While a traditional 16-ounce can of sweet tea can contain up to 50 grams of sugar, Wing says Oobli’s sweet teas contain just 7 grams of sugar.
“Sweet proteins are truly nature’s candy,” she says.
Sweet proteins also benefit the environment
In addition to being a healthier sugar alternative for consumers, Wing says plant-based sweet proteins are also better for the environment. “The production of sweet proteins through our proprietary precision fermentation uses far less land and water than traditional sugar production and generates lower CO2 emissions,” she says. “The end result is a reduced environmental footprint and a product that doesn’t compromise taste or texture.”
Although precision fermentation technology has been in existence for several decades, it’s currently seeing a rise in popularity as consumers seek out products that are both healthy and sustainable. According to Allied Market Research, the precision fermentation market, valued at $1.3 billion in 2021, is expected to reach $34.9 billion by 2031.
Wing says as Oobli continues to expand, they will be looking to add other plant-based sweet protein products to their current inventory.
“It’s perfectly normal to have a sweet tooth,” she says. “Rather than giving up sweets altogether, we want to introduce products that taste good and are good for both consumers and the environment.”
Despite only recently launching, Oobli’s line of sweet teas (available in lemon, peach and mango yuzu) and chocolate bars (raspberry bits, sea salt flakes and silky 70 percent cacao), are receiving primarily positive reviews online.
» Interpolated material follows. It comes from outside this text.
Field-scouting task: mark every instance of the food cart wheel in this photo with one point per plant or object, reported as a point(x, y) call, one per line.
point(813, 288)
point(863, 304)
Wing says the teas and chocolate are both available on the company’s website, oobli.com, and the teas can be found at select stores in Chicago, Davis, Los Angeles and New York.
In Davis, Oobli teas are available at Westlake Market, Village Pizza and Pints and Super Owl Brewing. The company hopes to scale up their marketing efforts after they receive a “no questions letter” later this year from the U.S. Food and Drug Administration stating Oobli’s products are safe to consume.
“We already follow the FDA’s Generally Recognized As Safe (GRAS) standard, and we underwent a public safety study that found the sweet protein we use to be safe for intended use as a sweetener in food and beverages and is also non-allergenic with no adverse effects,” Wing says. “The no-questions letter signifies the highest standard of FDA approval and will allow us to expand to more stores across the country.”
Correction August 25, 2023: A previous version of this article misidentified Ali Wing as the co-founder of Oobli.